Hello there community! Thanks for the great work i...
# ask-community
j
Hello there community! Thanks for the great work in the framework. I have a question regarding scaling dagster: • As an example I want to process a dataframe/table and produce a different output for each row (i.e., one file per row) • I have an op that finds the universe of rows to be calculated and produces one dynamicoutput for each row • Each row requires a pretty complex series of operations and takes quite some time, can fail in diffferent steps, etc. This is why I'd like to keep each row as a different work unit, giving more visiblity and fault isolation between processing each row • Ideally I'd like to process millions of isolated rows in flows that can take a long time to run (>24h) When I implement a prototype to test this just the collection of all the dynamic outputs takes a very long time which blocks the execution of the flow during that time. The UI struggles a bit as well but that is not a problem at all. One obvious answer here could be to manually partition these rows and use one op per partition, at the expense of some visibility and isolation / fault tolerance, but I first want to understand if there are other ways to look at the issue. In essence: • Is there a working way to implement dynamic graphs that fan out into millions of ops using Dagster? Does this type of workload not suit dagster? Is there a suggested way to do something like this? I've seen some light discussion around this in github issues but no obvious conclusions. Thanks a lot for the help in advance
z
I also struggle with the performance of dynamic outputs. My team has jobs that scale to tens of thousands of dynamic outputs and it takes forever just to generate the outputs, and it makes the UI mostly unusable due to the number of events that get generated and presented. I think you'll have better luck by doing one dynamic output per partition. Honestly in my opinion Dagster struggles to work well with really large data or flows where you want to have really granular ops / assets. It seems more geared toward the average use case, which is totally understandable from a design standpoint
j
Yep that's my impression from my experimentations. I'd love to hear if you perhaps looked into any other scheduling/workflow engines with support for handling larger quantities of tasks?
z
I haven't, my team has been able to make it work for our more extreme workloads and most of our workloads don't need tons of tasks. We feel the metadata and software engineering principles baked into the tool are worth a not-perfect experience for large jobs
j
Thanks, appreciate the feedback. With further tests with other tools I'm starting to realize that I'm probably approaching this from the wrong mental model for this kind of toolkit. I'll wait for a few more answers, and I'll post in this thread some conclusions from trying equally large datasets (1,000,000 very simple tasks in dagster, prefect and airflow)
b
Likewise, I'd view dagster as an orchestration tool first, and a high throughout scheduler second.
z
Excited to hear the results! It's really common for folks to want to use ops as these super-granular replacements for vanilla python functions, @Ion Koutsouris has been after the same thing, but the reality of the overhead that Dagster introduces is that it just doesn't work very well to have really granular ops. I think of ops as a higher-level container for describing business processes, not a replacement for every operation in a transformation
b
I'd look definitely look for other solutions (that can still use dagster for broad orchestration) to handle high granularity or throughout workloads.
z
Yeah I'm really curious to know what's out there as well for high granularity / throughput workflows. Particularly tools that might have more first-class support for big data frameworks like spark
b
To be honest, there's probably space in the market for a high throughput equivalent of dagster with similar abstractions. I suspect python is not the language for this.
z
Yeah I agree that I find it unlikely such a tool could be implemented efficiently in python. Maybe rust masquerading as python via bindings, but just the initialization overhead of Dagster has made me much more aware of how slow python is at scale.
b
I've used pyO3 before and it's great. I'd definitely do it that way
The dream would be dagster style definitions in python with rust bindings to convert that into something more scaleable across many partitions.

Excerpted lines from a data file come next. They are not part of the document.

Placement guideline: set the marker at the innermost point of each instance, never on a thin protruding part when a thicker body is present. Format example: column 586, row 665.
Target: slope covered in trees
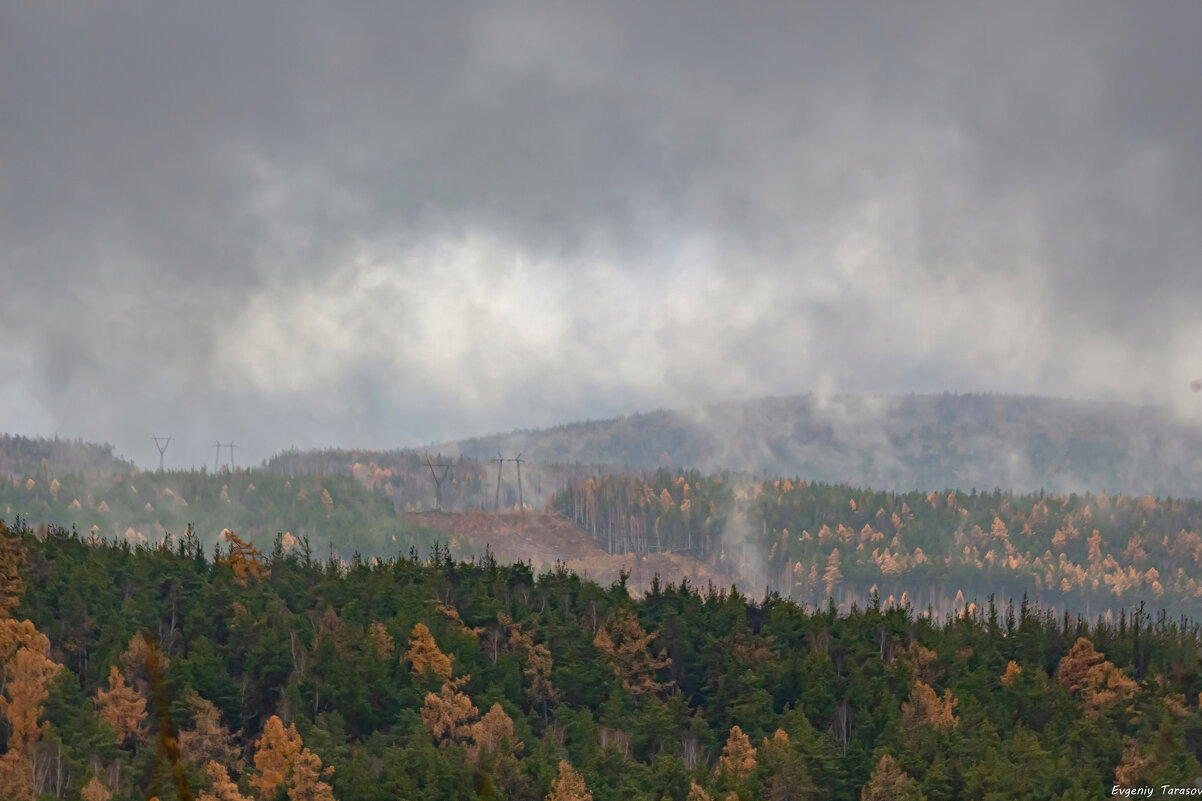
column 23, row 456
column 135, row 672
column 328, row 510
column 1089, row 553
column 893, row 443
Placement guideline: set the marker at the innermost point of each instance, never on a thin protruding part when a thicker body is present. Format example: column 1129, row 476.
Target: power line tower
column 438, row 479
column 161, row 443
column 500, row 463
column 518, row 461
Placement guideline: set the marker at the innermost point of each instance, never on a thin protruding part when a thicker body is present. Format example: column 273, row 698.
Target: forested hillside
column 21, row 456
column 456, row 484
column 1089, row 553
column 893, row 443
column 134, row 672
column 141, row 508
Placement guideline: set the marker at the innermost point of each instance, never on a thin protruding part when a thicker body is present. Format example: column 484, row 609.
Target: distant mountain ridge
column 917, row 441
column 25, row 456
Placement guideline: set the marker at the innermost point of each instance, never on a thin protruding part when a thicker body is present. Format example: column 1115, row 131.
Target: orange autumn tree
column 493, row 734
column 1098, row 682
column 569, row 785
column 738, row 755
column 626, row 647
column 207, row 741
column 95, row 790
column 423, row 653
column 122, row 707
column 281, row 759
column 27, row 671
column 450, row 715
column 244, row 558
column 221, row 787
column 924, row 707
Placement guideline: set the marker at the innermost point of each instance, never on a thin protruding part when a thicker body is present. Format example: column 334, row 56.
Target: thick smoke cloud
column 304, row 225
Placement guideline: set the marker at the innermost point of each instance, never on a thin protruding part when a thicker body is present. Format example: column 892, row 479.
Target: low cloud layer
column 301, row 225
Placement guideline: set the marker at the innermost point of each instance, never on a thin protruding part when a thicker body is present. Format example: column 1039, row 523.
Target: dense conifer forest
column 164, row 670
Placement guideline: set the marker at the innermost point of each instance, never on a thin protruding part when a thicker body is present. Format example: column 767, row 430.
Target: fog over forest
column 293, row 225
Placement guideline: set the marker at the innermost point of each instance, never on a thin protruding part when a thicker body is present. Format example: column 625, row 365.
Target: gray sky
column 313, row 225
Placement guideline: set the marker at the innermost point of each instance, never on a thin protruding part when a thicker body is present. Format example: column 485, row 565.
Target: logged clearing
column 545, row 539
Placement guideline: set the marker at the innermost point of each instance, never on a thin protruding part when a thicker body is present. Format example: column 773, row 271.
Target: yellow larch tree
column 625, row 645
column 281, row 759
column 244, row 558
column 274, row 754
column 833, row 575
column 207, row 741
column 95, row 790
column 25, row 671
column 221, row 787
column 122, row 707
column 738, row 755
column 382, row 640
column 924, row 707
column 493, row 734
column 569, row 785
column 424, row 654
column 450, row 715
column 1099, row 683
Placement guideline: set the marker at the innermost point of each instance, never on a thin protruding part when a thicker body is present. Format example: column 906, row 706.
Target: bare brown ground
column 545, row 539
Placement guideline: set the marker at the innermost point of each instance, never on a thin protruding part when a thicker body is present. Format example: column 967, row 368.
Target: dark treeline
column 247, row 675
column 1089, row 553
column 33, row 456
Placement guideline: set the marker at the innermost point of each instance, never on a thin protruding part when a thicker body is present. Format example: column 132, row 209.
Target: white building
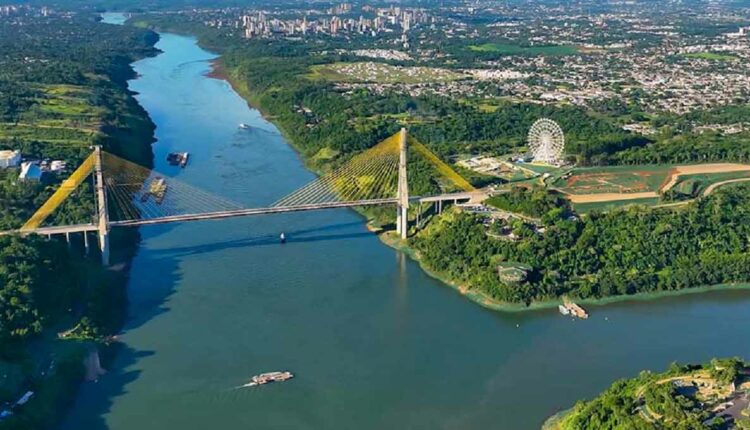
column 9, row 159
column 30, row 171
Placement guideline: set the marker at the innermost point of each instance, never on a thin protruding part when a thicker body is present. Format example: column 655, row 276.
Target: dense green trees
column 622, row 252
column 650, row 402
column 62, row 88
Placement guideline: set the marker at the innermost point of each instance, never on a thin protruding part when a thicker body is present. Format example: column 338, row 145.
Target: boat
column 265, row 378
column 570, row 308
column 178, row 158
column 158, row 189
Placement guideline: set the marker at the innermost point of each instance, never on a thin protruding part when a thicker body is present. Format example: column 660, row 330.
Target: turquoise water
column 374, row 342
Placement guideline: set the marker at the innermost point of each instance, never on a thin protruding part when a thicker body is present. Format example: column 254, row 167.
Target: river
column 375, row 343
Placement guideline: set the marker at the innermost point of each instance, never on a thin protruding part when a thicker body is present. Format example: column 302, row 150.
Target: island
column 709, row 396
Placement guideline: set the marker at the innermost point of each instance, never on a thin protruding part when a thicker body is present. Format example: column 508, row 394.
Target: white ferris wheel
column 546, row 141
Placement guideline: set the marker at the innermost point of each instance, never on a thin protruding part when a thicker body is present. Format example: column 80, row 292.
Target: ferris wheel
column 546, row 141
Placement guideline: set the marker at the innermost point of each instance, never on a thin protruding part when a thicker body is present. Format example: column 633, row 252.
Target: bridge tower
column 101, row 206
column 402, row 215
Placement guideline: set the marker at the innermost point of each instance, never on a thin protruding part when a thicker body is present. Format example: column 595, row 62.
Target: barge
column 265, row 378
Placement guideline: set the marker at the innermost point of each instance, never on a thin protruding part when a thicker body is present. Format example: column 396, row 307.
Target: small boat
column 265, row 378
column 178, row 158
column 158, row 189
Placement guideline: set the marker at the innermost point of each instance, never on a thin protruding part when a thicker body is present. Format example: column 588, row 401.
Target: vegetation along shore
column 62, row 89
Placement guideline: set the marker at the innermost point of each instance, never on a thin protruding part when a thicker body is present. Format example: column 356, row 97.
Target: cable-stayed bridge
column 130, row 195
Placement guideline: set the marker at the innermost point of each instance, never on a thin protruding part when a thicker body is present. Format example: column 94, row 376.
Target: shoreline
column 219, row 72
column 498, row 306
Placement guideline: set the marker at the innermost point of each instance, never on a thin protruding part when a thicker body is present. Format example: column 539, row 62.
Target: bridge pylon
column 402, row 214
column 101, row 206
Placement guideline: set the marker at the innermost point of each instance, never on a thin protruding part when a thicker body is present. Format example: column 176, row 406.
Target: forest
column 622, row 252
column 628, row 402
column 62, row 89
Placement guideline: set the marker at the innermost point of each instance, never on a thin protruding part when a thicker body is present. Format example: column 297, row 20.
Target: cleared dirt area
column 609, row 197
column 588, row 183
column 713, row 187
column 698, row 169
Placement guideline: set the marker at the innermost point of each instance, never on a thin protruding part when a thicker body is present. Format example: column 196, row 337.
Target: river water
column 375, row 343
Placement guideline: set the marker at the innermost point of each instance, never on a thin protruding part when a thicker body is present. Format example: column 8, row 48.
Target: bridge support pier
column 402, row 214
column 101, row 203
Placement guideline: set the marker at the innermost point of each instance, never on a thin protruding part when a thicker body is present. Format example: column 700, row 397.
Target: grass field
column 583, row 208
column 711, row 56
column 695, row 185
column 620, row 179
column 606, row 188
column 60, row 114
column 500, row 48
column 381, row 73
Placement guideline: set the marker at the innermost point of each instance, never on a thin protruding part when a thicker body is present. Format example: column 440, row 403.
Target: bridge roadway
column 78, row 228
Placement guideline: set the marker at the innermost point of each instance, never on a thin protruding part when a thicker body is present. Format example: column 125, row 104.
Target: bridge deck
column 473, row 195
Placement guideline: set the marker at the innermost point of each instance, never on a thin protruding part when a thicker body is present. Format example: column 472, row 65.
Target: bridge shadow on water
column 158, row 277
column 292, row 237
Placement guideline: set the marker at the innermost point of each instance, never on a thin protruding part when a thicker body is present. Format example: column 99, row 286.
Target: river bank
column 220, row 71
column 488, row 302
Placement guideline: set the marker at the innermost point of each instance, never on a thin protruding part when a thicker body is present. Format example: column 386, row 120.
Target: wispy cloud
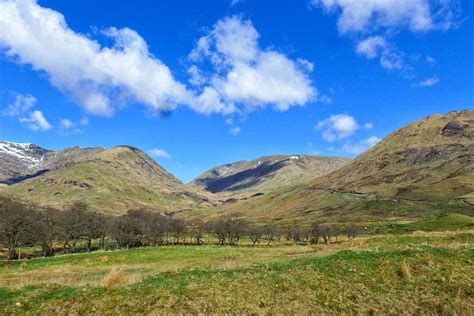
column 339, row 126
column 244, row 76
column 361, row 146
column 428, row 82
column 370, row 23
column 234, row 131
column 21, row 108
column 68, row 126
column 36, row 122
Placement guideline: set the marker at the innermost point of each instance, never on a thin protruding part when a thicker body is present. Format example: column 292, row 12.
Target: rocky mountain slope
column 423, row 168
column 266, row 173
column 432, row 159
column 112, row 181
column 20, row 161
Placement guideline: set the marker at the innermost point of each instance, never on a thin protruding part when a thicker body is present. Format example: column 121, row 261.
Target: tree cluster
column 79, row 228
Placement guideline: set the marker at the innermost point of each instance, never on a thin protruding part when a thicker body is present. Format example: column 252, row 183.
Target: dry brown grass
column 405, row 270
column 114, row 278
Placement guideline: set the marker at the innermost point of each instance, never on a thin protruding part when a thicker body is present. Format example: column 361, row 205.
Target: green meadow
column 406, row 273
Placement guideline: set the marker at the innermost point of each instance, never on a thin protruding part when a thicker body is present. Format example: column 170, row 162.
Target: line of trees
column 79, row 228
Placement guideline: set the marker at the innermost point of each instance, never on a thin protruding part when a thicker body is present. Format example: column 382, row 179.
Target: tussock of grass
column 114, row 278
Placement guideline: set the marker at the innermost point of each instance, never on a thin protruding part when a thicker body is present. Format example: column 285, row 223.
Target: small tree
column 46, row 231
column 270, row 232
column 178, row 228
column 15, row 225
column 351, row 231
column 255, row 234
column 327, row 232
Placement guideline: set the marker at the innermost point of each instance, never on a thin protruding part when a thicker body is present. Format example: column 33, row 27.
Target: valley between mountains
column 423, row 168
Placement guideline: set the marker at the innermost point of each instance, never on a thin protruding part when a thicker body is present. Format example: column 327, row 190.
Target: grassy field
column 419, row 272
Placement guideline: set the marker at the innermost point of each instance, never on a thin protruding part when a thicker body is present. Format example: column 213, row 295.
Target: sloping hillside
column 112, row 181
column 423, row 168
column 432, row 159
column 20, row 161
column 266, row 173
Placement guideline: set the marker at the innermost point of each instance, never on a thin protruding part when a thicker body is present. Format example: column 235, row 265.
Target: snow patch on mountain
column 29, row 154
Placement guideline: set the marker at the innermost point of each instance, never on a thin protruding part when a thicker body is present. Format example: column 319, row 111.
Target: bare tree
column 15, row 225
column 327, row 232
column 46, row 232
column 255, row 234
column 351, row 231
column 270, row 232
column 197, row 229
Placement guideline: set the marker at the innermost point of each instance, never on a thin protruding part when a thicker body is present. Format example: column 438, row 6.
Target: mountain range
column 266, row 173
column 426, row 166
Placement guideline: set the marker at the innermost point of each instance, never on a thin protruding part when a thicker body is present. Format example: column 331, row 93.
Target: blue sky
column 202, row 83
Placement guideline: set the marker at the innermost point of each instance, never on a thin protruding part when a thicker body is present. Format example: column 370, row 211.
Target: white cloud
column 377, row 46
column 371, row 47
column 160, row 153
column 416, row 15
column 361, row 146
column 371, row 22
column 428, row 82
column 97, row 77
column 68, row 126
column 36, row 121
column 325, row 99
column 430, row 61
column 21, row 108
column 234, row 131
column 247, row 77
column 368, row 125
column 235, row 2
column 21, row 105
column 337, row 127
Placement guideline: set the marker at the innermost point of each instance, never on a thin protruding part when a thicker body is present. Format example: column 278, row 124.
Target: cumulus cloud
column 21, row 105
column 337, row 127
column 36, row 121
column 371, row 22
column 245, row 76
column 67, row 126
column 428, row 82
column 97, row 77
column 416, row 15
column 360, row 147
column 159, row 153
column 234, row 131
column 377, row 47
column 21, row 108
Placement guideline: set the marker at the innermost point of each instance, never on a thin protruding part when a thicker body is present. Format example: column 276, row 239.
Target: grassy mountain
column 112, row 181
column 423, row 168
column 20, row 161
column 266, row 173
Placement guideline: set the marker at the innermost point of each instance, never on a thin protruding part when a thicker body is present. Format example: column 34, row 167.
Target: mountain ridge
column 265, row 173
column 112, row 181
column 423, row 168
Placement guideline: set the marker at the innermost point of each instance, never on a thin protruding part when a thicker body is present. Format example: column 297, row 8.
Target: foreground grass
column 414, row 273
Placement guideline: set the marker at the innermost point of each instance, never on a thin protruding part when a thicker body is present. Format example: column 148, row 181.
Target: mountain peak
column 266, row 173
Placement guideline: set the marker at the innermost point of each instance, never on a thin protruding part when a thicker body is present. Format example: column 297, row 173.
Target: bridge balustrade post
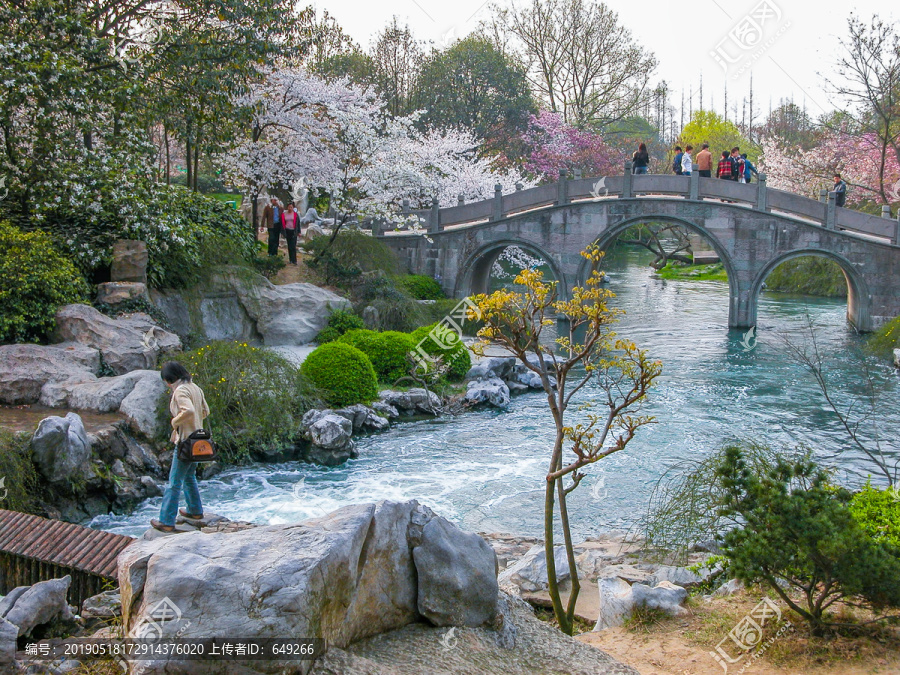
column 562, row 195
column 498, row 202
column 831, row 212
column 626, row 181
column 762, row 203
column 434, row 218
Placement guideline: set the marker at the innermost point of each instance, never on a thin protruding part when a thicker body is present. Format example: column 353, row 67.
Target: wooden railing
column 757, row 196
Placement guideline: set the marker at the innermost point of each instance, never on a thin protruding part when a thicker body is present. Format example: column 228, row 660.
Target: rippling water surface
column 484, row 469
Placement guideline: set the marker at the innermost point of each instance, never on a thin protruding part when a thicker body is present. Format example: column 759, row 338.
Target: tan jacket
column 189, row 409
column 704, row 160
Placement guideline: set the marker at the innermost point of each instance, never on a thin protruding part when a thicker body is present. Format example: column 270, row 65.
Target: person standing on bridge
column 687, row 163
column 640, row 160
column 723, row 170
column 840, row 188
column 188, row 408
column 704, row 162
column 676, row 162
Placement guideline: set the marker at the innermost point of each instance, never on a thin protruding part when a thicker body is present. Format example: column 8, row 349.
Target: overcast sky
column 785, row 44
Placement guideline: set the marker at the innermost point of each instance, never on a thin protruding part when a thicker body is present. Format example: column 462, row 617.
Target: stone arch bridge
column 752, row 228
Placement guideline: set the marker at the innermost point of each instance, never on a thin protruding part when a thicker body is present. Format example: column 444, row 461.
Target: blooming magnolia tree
column 858, row 158
column 553, row 145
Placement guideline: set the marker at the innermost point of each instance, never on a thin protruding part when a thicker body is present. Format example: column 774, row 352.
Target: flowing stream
column 484, row 469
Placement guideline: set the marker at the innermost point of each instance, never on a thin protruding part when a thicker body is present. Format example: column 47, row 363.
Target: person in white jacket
column 687, row 162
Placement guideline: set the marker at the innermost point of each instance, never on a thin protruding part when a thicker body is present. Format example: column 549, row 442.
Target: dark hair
column 172, row 371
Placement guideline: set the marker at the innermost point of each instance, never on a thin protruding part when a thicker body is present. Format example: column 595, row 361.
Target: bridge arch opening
column 496, row 265
column 694, row 231
column 816, row 272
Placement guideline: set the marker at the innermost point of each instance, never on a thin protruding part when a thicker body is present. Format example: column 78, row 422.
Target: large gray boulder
column 523, row 645
column 616, row 602
column 529, row 573
column 344, row 577
column 457, row 574
column 492, row 366
column 493, row 392
column 129, row 263
column 26, row 369
column 127, row 343
column 9, row 633
column 290, row 314
column 36, row 605
column 140, row 406
column 107, row 393
column 61, row 448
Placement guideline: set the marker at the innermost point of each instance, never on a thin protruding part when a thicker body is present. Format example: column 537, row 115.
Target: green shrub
column 342, row 373
column 794, row 526
column 449, row 347
column 878, row 513
column 256, row 397
column 18, row 476
column 886, row 339
column 809, row 275
column 35, row 280
column 387, row 351
column 350, row 255
column 421, row 287
column 396, row 310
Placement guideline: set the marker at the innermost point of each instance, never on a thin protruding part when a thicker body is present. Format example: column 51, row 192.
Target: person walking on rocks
column 188, row 408
column 272, row 219
column 290, row 223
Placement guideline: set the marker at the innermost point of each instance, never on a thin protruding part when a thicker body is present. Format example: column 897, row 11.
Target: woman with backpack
column 188, row 408
column 640, row 160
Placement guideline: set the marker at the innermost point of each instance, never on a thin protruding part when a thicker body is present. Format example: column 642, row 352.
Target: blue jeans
column 182, row 475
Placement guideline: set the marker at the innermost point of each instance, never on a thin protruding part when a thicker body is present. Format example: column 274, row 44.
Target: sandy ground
column 682, row 646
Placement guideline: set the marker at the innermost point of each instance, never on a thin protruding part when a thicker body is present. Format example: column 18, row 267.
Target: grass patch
column 680, row 272
column 886, row 339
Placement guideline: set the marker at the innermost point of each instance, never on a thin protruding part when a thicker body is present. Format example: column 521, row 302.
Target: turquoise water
column 485, row 469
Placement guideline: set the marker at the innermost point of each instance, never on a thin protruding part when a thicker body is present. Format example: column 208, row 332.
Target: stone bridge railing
column 758, row 196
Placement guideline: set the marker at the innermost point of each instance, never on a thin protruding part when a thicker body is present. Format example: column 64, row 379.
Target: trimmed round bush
column 387, row 351
column 421, row 287
column 342, row 373
column 35, row 280
column 449, row 346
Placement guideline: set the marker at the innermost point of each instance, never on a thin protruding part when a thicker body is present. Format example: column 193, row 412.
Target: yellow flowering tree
column 589, row 353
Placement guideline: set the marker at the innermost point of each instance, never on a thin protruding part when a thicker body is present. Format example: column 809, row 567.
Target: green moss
column 809, row 275
column 342, row 373
column 886, row 339
column 680, row 272
column 17, row 473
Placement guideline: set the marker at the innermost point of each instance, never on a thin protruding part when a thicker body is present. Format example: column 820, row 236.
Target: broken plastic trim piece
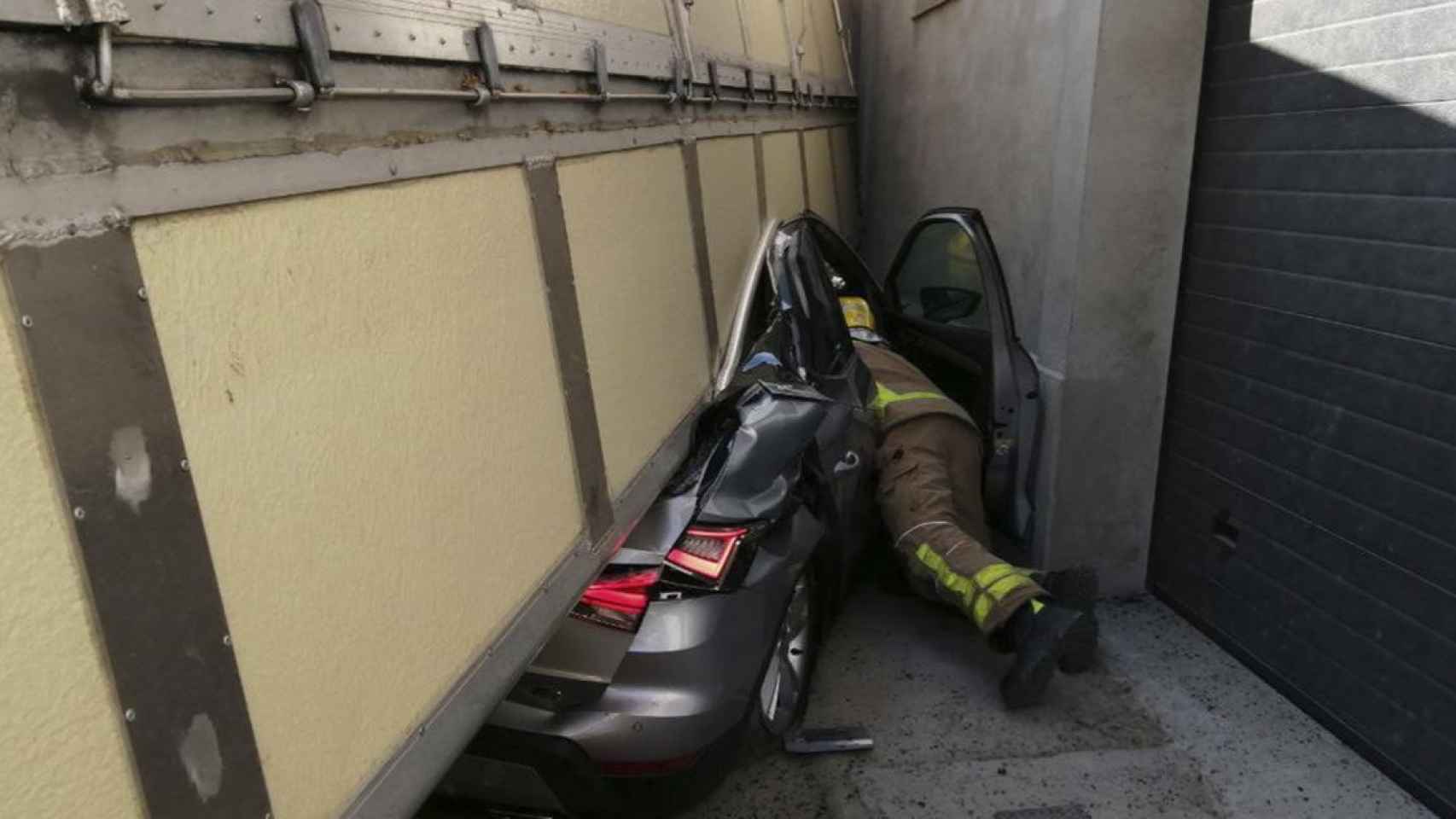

(which is where we all hit the scaling limits)
I don't imagine it's easy though.
i
Dagster should rewrite some of these core components in rust to improve concurrency
z
Yeah if it were easy we'd probably see more tools that can scale to that level. The reality is that most teams don't need to scale super large, so most tools don't get developed to handle super large scale
i
I work on delta-rs, and it's pretty fun to built rust stuff that interacts with Python
👍 1
z
I agree it'd be great if they rewrote some of it in rust. Or any other faster language. But it's a lot easier to say that from the sidelines than it is to grow a company while doing a huge refactor into a new language to serve a small portion of your user base
👍 1
a
Your use-case looks more like a stream processing use-case for me. In Python ecosystem, none of the workflow engines (airflow, prefect, dagster) I've tested provide stream processing. I know that Apache Nifi is well suited for these use-cases. It is designed for efficient stream and batch processing. But from my (little) experience, it is more limited in term of UI. And also, it is Java ecosystem. There is also Spring cloud dataflow that shares approximately the same strength and limitations of Apache Nifi, plus the con that it is extremely difficult to dig in when you're not familiar with Spring tooling.